様々な可能性が浮かんでは消えていくがどれも確信には至らないず、いつの間にか思考はまどろみ眠りに落ちるのであった。
帰還する輸送ヘリの中、橘達は一息ついていた。
「まさかいきなり織田信長本人が現場に出張ってくるとは。」
「そうですね。この時代の織田はすでに大大名のはず、私も今回のような交渉の前段階の呼びかけにはそれを担当する役職の人が来ると思ってました。それにしても実際の織田信長はあのような姿だったのですね。

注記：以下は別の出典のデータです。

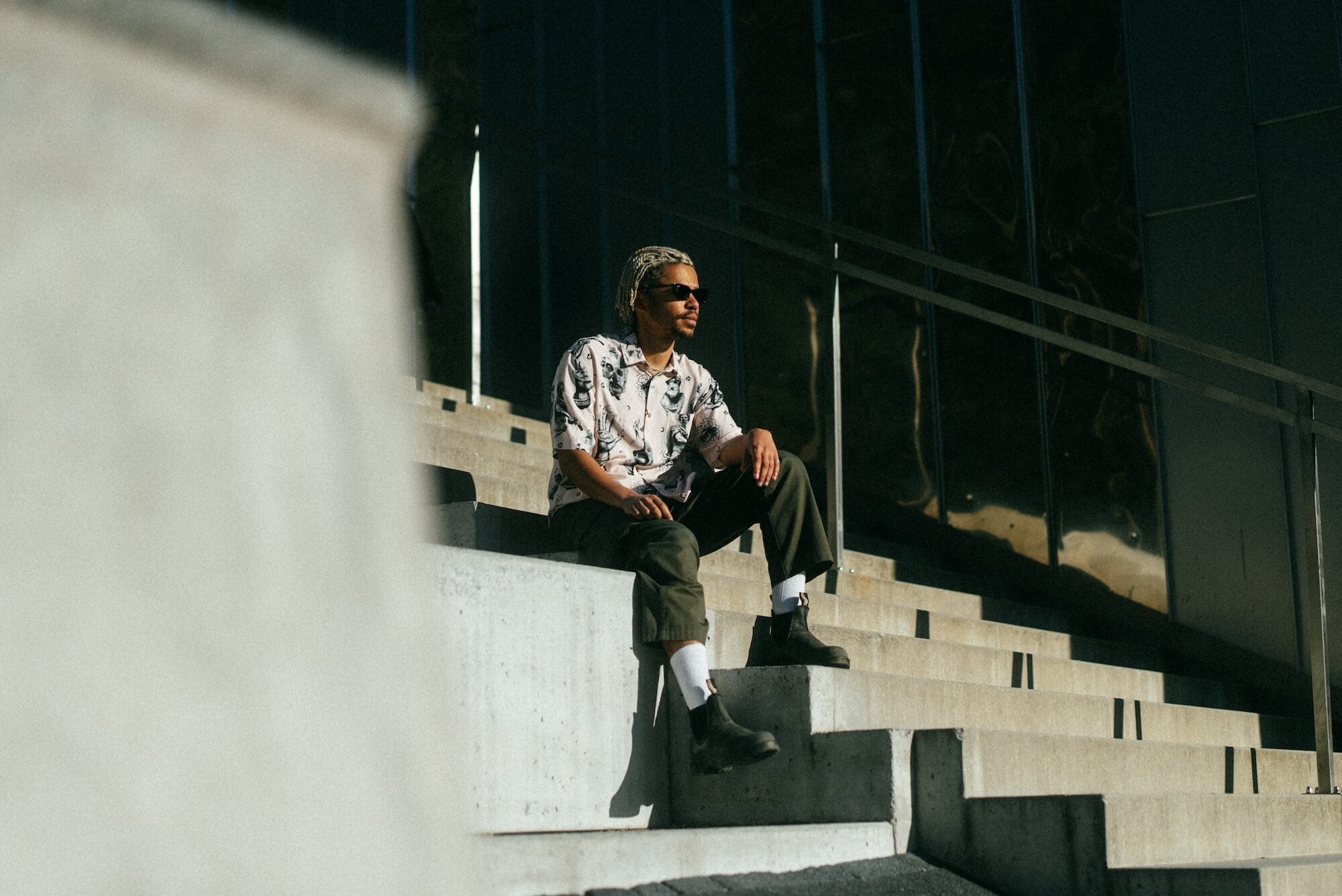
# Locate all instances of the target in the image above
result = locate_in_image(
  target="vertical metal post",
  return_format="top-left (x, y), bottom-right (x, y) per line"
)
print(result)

」
歴史好きな和泉は若干興奮気味なようだ。
「僕は若干緊張しましたよ。機嫌を損ねるような発言をして斬られるんじゃないかと。織田信長といえば、残忍だったという説もありましたし。」
「あくまでも私たちが知っている戦国時代の人物たちは残された資料から推測された人物像ですからね。それに、三英傑といわれる織田信長、豊臣秀吉、徳川家康は後年に発見される新たな資料などの研究の結果、評価が変わることもよくありますし。」
祖父母と孫では同じ人物でも勉強している内容が変わり、全く違う人物像を持っていることも珍しくない。

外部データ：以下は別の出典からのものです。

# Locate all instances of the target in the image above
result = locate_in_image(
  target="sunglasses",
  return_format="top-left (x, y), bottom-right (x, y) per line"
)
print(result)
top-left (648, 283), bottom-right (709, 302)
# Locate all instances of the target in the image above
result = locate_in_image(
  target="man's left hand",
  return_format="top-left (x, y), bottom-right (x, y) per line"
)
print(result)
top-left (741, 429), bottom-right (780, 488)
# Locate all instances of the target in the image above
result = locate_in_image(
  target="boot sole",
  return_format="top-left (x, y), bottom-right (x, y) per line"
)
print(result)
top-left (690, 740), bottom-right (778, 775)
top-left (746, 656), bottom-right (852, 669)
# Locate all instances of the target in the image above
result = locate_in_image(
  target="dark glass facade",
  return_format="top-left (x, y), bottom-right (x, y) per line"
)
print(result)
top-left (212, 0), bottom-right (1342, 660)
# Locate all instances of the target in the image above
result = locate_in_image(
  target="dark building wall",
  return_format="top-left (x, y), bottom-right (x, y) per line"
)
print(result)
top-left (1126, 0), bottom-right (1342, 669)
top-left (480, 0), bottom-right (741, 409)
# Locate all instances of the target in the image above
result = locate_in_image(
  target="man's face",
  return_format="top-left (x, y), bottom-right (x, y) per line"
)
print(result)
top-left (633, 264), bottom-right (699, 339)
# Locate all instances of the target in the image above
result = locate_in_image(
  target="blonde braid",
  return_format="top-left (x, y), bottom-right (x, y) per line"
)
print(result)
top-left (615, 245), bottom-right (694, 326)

「とりあえずは、かがに戻ったら交渉のための話し合いには応じてもらえることの報告をしておきましょう。」
そういい、橘は雑談を締めくくる。
かがはもう目の前である。
日は変わり翌朝、護衛艦かがにて身支度を整えた橘と和泉は時計を確認していた。
「確か巳の刻の始まりって午前9時から10時の間でしたか?」
「そのはずです。まぁ、この時代、季節ごとに日の傾きで単位当たりの時間は変動しますし、現代ほど時間きっかりには動いていないはずですので、早かったり遅かったりする可能性もあります。そろそろ出発しておいていいと思いますよ。」
和泉の助言を受けて橘達は輸送ヘリコプターに乗り込み、昨日着地したポイントへ向かう。
しかし、海岸には昨日よりも野次馬が集まっている。
大方、昨日のやり取りやヘリコプターを見ていた民間人が村の人間にも話したのであろう。

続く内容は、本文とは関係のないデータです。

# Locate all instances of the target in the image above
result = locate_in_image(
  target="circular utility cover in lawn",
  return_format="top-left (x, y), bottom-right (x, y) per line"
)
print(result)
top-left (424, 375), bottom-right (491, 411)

昨日と同じように拡声器で注意を呼びかけ、空いたスぺースにゆっくりと着地していく。
それからしばらくして、昨日の集団の一人が馬に乗り現れる。
昨日言っていた案内役であろう。
ヘリから降り挨拶をする。
「おはようございます。本日はよろしくお願いします。」
「お館様は美濃の岐阜城でお会いになられる。ついてこい。」
案内役に促され、橘達はついていく。
連れていかれた先には馬が用意されていた。
橘も和泉も外交の一環として動物での移動を経験している。
自衛隊の隊員も今回は馬での移動を考慮し、乗馬経験者を選んである。
皆、特に問題もなく馬にまたがり、1時間ほど馬を走らせ岐阜城西城門にたどり着いたのであった。
戦闘描写まではもう少しかかりそうです。